Clairement, dès l’introduction de Objects Outlive Us, on est, en termes d’atmosphère « planante », « spatiale », du côté du Pink Floyd (qui a toujours été une référence pour Wilson) et de The Dark Side of the Moon en particulier. On retrouvera aussi ça et là des sonorités d’orgue – ou de saxophone, d’ailleurs, à la fin de The Overview – citant directement le travail du Floyd. Mais ce ne sont pas les seules « influences » que travaille ici Wilson : les connaisseurs aimeront – ou au contraire critiqueront – des citations du King Crimson, voire de Vangelis. Avec une différence notable, et c’est là le principal problème de l’album : l’absence et de mélodies incontournables, et de… moments forts. L’attention de l’auditeur peut facilement se perdre dans ce flot, parfois anodin en dépit de sa complexité, de mouvements musicaux plus « tarabicotés » que nécessaire… ce qui nous renvoie d’ailleurs aux critiques les plus souvent exprimées vis à vis du prog rock, quand la forme, sophistiquée, prend le pas sur le fond.
A propos de fond, nombreux sont les critiques britanniques ayant noté très positivement la participation de… Andy Partridge (oui, l’une de nos idoles absolues, Andy Partridge de XTC !) aux paroles de Objects : Meanwhile, qui, sur une mélodie plus évidente que les autres, mettent brillamment en perspective la banalité ordinaire – et tragique – de la vie quotidienne avec l’immensité de l’espace. « And there, in an ordinary street / A car isn’t where it would normally be / The driver in tears, ’bout his payment arrears / Still, nobody hears when a sun disappears / In a galaxy afar » (Et là, dans une rue ordinaire / Une voiture n’est pas là où elle serait normalement / Le conducteur est en larmes, à cause de ses arriérés de paiement / Pourtant, personne n’entend quand un soleil disparaît / Dans une galaxie lointaine). « Partridge touch » garantie pour ce passage de Objects Outlive Us qui est l’un des tous meilleurs de l’album.

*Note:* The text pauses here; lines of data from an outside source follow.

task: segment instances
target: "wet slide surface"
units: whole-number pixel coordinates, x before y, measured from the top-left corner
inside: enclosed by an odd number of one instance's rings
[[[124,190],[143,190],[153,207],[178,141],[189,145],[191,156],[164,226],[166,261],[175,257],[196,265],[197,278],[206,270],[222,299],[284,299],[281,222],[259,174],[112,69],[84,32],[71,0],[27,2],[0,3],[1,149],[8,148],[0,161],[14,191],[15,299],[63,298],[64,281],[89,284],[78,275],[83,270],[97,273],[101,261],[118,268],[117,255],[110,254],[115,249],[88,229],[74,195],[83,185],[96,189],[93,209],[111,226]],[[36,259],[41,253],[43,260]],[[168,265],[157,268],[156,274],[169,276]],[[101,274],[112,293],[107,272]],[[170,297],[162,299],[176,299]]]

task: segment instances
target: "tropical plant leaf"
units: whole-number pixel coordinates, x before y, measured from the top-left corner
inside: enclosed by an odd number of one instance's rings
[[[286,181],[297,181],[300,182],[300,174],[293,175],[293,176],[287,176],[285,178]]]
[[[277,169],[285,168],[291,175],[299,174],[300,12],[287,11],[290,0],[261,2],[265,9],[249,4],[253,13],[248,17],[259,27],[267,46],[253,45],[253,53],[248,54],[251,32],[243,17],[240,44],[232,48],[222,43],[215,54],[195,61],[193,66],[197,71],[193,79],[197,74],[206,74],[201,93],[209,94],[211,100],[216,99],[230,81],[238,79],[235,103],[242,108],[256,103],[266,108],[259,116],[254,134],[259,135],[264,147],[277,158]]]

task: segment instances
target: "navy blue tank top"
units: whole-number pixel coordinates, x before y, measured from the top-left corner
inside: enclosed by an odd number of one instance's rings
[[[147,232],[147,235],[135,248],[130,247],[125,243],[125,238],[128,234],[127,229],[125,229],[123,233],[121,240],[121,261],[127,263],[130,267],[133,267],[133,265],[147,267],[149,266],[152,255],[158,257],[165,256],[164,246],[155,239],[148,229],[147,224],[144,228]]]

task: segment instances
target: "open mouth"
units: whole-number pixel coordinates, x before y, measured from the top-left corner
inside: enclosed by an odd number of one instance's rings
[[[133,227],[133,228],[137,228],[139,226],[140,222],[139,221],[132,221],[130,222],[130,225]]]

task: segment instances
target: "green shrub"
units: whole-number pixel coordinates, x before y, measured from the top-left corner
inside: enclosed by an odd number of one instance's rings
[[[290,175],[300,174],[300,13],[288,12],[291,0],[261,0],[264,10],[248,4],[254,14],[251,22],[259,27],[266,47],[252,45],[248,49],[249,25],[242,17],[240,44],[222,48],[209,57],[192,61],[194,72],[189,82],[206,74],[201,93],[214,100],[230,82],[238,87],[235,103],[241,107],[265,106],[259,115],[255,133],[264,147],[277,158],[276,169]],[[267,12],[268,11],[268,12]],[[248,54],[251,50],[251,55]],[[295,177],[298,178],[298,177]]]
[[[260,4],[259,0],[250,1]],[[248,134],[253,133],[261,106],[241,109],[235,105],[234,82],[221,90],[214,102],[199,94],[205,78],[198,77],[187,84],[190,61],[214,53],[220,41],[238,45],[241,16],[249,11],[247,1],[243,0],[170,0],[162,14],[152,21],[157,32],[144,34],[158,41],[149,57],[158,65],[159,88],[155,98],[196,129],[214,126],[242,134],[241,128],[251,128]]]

La seconde suite musicale, The Overview, est plus originale et plus inégale. Wilson y adopte le point de vue d’un astronaute, et son épouse Rotem participe largement aux vocaux (elle récite ainsi des termes astronomiques sur une toile de fond électronique). Tout n’est pas passionnant dans les vingt minutes de The Overview, même si l’on souscrit au concept d’une nostalgie de la grande époque de l’aventure spatiale dans les années 70 (bien plus inspirante que les plans démentiels de ce taré de Musk avec son Space X. The Overview est certainement audacieux, et pousse plus loin les curseurs du prog rock, au delà parfois de notre zone de confort : mais, à notre goût tout au moins, avec son alternance de passages de pure splendeur et de constructions plus abstraites, et surtout avec une partie finale très introspective, il s’avère aussi beau qu’assez peu engageant émotionnellement.
En résumé, autant par ses ambitions que par le soin apporté à sa réalisation, l’album The Overview restera certainement comme un marqueur de l’année 2025, en particulier évidemment pour les adeptes du Prog Rock, mais il ne peut pas tout à fait prétendre s’inscrire durablement au Panthéon du genre.
Eric Debarnot
« Genesis a vendu des wagons de disque en faisant de la soupe » . Il faudrait
juste écouter les premiers albums avec Mr Peter Gabriel qui sont remarquables ainsi que ceux avec Mr Phil Collins jusqu’a « A trick of the tail »;on ne peut en aucun cas dire que c’est de la soupe,par contre il est vrai
que le « potage » commercial est arrivé vers le milieu des années 80 jusqu’en 92 mais la encore il y avait de bons morceaux,plus très prog c’est vrai..
Mais le progueux que je suis se devait de réagir,désolé !
Je suis fan de Genesis avec Peter, beaucoup moins ensuite, et je faisais évidemment référence dans mon article au Genesis commercial d’ensuite, que ni vous ni moi aimons ! Désolé si ce n’était pas clair.